In his remarks to troops assembled inside a cavernous building on the air field, Gates offered encouragement.
“I know you’ve had a tough winter, and it’s going to be a tougher spring and summer, but you’ve made a lot of headway,” he said. “I think you’ve proven, with your Afghan partners, that this thing is going to work and that we’ll be able to prevail.”
Defense Department spokesman Geoff Morrell told reporters flying with the Pentagon chief from Washington that Gates wants to get a first-hand feel for changes on the ground since he last was in Afghanistan in December.
The U.S. is committed to beginning a troop withdrawal in July. But the size and scope of the pullback will depend on the degree of progress toward handing off full control to the shaky Afghan government.
Morrell said Gates expects to hear from troops and commanders that U.S. and NATO strategy is making important progress against the relentless Taliban, who are thought to be gearing up for a spring offensive.

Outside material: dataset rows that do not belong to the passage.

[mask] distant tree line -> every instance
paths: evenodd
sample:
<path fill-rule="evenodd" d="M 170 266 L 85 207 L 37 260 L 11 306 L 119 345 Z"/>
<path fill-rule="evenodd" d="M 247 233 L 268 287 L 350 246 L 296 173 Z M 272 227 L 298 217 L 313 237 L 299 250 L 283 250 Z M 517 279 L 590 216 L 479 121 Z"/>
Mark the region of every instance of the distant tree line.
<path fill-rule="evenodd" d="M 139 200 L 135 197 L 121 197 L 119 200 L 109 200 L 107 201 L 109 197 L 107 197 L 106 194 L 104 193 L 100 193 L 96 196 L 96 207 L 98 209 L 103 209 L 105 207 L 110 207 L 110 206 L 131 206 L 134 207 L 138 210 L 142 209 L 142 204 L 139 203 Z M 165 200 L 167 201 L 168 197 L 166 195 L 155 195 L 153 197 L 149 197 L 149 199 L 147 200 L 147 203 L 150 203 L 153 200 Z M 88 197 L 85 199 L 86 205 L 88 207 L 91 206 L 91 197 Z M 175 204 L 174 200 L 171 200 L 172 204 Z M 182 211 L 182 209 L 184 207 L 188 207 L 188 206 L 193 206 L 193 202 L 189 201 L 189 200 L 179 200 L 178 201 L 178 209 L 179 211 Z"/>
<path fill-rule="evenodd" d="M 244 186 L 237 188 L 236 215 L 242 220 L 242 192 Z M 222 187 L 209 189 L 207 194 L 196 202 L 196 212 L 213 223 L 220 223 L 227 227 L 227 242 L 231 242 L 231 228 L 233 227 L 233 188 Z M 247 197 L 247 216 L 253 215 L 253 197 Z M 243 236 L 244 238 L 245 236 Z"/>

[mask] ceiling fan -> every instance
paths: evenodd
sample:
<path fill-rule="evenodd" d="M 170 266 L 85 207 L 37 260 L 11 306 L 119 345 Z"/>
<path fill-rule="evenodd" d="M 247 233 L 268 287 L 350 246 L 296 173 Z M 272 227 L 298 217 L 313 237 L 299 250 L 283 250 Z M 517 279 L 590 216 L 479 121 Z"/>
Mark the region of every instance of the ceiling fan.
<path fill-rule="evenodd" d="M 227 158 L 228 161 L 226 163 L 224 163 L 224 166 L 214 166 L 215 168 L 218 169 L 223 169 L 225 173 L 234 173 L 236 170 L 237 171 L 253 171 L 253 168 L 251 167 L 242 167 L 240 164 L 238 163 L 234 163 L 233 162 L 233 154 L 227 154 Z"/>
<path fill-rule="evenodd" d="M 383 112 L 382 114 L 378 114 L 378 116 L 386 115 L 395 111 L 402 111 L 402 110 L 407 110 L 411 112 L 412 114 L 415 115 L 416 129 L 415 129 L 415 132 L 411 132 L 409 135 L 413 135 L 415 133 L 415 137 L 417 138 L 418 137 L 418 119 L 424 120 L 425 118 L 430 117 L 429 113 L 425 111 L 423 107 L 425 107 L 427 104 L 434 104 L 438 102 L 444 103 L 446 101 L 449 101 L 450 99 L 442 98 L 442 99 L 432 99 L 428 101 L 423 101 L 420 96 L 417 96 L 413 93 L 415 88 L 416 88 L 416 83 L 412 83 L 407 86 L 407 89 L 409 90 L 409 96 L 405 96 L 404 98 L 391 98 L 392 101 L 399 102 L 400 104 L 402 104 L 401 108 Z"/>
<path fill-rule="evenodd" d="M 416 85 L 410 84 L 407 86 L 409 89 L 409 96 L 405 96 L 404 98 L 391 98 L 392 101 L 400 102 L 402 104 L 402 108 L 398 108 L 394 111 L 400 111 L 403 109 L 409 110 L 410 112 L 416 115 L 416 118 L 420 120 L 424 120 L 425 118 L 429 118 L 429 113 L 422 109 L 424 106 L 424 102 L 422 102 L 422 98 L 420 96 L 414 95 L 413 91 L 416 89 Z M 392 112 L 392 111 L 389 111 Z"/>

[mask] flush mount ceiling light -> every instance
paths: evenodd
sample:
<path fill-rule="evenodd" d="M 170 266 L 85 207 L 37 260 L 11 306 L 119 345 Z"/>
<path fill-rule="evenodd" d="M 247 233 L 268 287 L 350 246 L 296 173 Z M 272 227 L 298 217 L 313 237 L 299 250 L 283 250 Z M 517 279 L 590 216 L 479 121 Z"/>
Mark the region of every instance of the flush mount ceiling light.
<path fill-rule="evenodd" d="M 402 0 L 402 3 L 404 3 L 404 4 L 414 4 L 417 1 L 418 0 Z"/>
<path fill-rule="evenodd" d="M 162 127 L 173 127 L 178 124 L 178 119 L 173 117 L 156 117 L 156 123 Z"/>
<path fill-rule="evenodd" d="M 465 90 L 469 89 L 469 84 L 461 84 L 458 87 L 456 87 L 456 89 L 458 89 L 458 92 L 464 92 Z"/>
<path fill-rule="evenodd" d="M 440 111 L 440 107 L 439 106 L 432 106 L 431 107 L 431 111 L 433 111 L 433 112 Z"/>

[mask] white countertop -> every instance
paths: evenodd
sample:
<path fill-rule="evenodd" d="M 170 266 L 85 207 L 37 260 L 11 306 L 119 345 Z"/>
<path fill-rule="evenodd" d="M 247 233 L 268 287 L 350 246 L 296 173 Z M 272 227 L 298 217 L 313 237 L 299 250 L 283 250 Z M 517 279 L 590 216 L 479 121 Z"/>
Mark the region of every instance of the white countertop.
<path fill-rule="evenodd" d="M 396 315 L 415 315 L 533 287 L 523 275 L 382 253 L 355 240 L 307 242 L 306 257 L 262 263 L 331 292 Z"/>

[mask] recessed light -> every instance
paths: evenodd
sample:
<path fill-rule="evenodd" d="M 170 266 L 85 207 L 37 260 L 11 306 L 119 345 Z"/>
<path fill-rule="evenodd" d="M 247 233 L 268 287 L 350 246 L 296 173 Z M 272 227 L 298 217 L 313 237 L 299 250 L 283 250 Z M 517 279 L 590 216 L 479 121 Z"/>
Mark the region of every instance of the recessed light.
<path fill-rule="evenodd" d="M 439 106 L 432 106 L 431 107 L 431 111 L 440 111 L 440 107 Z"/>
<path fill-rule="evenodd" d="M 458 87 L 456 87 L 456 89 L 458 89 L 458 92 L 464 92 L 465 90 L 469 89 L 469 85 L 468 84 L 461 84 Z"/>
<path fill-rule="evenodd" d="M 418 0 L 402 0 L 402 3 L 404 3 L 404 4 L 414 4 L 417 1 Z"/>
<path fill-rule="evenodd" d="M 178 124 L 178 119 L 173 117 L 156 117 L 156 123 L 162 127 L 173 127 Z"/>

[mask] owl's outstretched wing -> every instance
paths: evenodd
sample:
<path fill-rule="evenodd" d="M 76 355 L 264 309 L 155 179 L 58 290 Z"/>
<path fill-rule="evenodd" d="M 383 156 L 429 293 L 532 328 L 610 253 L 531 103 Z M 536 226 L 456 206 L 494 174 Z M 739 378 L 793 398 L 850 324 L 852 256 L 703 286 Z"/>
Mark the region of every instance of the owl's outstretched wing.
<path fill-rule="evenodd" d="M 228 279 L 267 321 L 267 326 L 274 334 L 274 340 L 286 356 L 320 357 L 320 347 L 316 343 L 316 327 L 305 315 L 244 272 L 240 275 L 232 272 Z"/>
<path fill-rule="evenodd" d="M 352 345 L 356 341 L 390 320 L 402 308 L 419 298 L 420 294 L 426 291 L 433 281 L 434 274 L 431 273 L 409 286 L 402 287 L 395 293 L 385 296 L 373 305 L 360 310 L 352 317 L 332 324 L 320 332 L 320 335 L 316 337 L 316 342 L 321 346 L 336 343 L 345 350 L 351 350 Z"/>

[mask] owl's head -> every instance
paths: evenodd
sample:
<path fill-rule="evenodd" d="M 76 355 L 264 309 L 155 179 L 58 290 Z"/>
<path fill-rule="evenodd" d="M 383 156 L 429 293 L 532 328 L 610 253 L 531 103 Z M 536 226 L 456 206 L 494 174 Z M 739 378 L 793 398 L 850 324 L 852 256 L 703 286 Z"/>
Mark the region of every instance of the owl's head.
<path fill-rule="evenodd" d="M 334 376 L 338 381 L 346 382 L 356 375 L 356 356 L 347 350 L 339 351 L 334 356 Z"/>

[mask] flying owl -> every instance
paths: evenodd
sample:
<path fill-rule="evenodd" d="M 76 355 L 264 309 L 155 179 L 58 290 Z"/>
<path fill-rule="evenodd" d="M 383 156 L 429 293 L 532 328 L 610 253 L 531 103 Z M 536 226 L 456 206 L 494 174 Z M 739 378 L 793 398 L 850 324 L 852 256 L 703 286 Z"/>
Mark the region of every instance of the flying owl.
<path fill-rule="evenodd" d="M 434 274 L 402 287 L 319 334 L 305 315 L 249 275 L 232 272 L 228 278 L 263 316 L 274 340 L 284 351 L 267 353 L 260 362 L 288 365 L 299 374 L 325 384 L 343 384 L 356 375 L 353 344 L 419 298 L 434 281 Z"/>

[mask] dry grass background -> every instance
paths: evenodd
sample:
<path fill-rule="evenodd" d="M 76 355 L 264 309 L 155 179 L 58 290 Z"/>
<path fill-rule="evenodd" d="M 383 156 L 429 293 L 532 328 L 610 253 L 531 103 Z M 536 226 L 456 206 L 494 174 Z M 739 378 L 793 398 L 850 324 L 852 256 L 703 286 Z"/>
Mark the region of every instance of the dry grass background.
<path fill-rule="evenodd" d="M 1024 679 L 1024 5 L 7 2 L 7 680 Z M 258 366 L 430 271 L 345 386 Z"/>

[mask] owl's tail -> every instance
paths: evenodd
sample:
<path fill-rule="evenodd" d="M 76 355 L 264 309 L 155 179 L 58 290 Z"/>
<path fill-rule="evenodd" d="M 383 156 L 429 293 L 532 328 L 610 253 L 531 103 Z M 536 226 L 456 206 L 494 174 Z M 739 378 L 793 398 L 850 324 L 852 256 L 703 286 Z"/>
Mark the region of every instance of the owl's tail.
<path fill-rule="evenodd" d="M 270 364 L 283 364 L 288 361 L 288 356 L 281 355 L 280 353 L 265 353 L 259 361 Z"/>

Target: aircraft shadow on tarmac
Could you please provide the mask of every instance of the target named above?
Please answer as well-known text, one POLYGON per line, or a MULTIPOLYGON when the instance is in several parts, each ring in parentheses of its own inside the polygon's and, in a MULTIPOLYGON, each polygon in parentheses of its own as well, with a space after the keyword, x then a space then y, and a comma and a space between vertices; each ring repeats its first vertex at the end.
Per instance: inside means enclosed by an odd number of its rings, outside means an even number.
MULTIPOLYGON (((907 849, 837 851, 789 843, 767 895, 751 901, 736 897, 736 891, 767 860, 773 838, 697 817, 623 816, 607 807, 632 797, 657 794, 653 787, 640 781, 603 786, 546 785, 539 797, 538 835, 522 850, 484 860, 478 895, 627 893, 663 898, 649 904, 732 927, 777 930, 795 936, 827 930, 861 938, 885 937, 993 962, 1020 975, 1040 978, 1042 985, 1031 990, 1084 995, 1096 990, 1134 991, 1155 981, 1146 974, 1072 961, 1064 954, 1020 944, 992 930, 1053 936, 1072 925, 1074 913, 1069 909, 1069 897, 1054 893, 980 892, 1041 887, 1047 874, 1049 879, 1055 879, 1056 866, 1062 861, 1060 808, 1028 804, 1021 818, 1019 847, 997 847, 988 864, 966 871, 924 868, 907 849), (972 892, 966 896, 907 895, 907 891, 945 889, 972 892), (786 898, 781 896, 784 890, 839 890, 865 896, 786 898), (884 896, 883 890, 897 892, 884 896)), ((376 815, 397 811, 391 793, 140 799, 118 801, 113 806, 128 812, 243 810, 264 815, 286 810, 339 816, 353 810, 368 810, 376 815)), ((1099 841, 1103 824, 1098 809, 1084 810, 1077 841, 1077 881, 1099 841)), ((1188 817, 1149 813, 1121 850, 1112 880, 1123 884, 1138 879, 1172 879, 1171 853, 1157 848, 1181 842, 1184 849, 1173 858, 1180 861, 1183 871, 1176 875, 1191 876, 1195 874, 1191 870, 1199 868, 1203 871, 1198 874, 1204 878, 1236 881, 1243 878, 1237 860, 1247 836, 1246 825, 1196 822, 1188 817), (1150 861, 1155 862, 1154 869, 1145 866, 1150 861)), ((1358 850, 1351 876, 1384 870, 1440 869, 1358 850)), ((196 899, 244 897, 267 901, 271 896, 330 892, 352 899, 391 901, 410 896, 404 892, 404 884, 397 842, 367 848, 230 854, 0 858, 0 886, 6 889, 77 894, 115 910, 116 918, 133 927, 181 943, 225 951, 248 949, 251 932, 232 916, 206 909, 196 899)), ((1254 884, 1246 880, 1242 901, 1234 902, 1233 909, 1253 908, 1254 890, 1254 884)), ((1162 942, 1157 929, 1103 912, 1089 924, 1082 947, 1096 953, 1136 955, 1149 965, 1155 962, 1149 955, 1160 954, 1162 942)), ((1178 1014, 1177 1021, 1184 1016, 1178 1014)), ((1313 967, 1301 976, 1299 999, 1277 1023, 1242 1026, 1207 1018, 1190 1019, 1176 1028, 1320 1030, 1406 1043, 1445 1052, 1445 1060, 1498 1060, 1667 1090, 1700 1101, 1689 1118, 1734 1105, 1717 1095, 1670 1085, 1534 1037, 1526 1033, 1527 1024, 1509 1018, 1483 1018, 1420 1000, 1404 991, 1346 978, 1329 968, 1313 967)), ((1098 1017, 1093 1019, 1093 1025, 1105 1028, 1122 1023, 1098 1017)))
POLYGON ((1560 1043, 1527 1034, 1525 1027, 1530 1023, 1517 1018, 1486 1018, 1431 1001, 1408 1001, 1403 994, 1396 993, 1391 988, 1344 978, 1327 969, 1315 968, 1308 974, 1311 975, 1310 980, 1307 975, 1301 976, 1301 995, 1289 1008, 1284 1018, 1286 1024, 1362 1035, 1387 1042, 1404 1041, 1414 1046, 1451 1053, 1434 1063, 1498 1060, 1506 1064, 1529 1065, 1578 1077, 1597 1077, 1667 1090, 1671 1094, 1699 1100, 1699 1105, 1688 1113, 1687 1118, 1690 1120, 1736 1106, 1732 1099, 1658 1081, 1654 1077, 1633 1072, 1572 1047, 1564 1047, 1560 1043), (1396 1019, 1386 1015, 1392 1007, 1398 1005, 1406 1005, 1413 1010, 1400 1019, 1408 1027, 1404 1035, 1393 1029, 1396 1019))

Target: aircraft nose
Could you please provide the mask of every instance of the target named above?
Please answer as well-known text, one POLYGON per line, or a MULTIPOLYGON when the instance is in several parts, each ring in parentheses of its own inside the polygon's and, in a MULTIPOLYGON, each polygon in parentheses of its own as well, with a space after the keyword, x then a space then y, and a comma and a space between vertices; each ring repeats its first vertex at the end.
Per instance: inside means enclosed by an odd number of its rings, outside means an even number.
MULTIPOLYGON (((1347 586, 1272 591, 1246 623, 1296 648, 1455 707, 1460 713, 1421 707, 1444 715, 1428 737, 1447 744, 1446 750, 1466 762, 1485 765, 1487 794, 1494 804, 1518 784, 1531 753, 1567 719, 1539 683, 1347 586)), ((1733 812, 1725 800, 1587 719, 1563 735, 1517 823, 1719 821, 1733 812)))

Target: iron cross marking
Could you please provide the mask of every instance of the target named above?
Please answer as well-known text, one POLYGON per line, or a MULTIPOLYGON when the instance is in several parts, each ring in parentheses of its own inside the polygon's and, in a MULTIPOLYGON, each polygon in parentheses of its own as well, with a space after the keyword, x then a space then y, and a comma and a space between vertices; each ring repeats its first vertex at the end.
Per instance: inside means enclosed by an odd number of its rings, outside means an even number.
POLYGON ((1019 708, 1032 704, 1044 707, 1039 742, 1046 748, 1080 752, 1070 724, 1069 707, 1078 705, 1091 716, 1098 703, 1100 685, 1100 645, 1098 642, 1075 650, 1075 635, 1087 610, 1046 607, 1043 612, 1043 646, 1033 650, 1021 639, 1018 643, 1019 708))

Campbell told reporters in Bagram that the number of roadside bomb attacks has risen in the last two weeks.
“The enemy is trying to get an early start on what he would call a spring offensive,” Campbell said, adding that it was not yet clear whether there has been an increase in Taliban fighter infiltration from the Pakistan side of the border.
U.S. commanders have been saying for weeks that the Taliban are suffering big losses in territory and personnel, while being denied the funding and infiltration routes they have relied on in the past to ramp up guerrilla operations each spring.
Marine Maj. Gen. Richard Mills, top commander in the southwestern province of Helmand, told reporters last week that a Taliban counteroffensive is anticipated.
Mills said he expects the Taliban to try “to regain very, very valuable territory … lost over the past six to eight months.” He added that U.S. and allied forces are intercepting “as many of the foreign fighters as we can” who come from Pakistan to attack U.S. and Afghan troops.
Gates sees the spring as a potentially decisive period for President Barack Obama’s war strategy, which includes beginning to withdraw U.S. forces in July.
This week’s visit is Gates’ 13th trip to Afghanistan, and probably one of his last as defense secretary. He has said he will retire this year but has not given a date.
After Afghanistan, Gates planned to fly to the Stuttgart, Germany, headquarters of U.S. Africa Command to attend a ceremony Wednesday marking the arrival of a new commander, Army Gen. Carter Ham.
Gates will attend a NATO defense ministers meeting in Brussels on Thursday and Friday.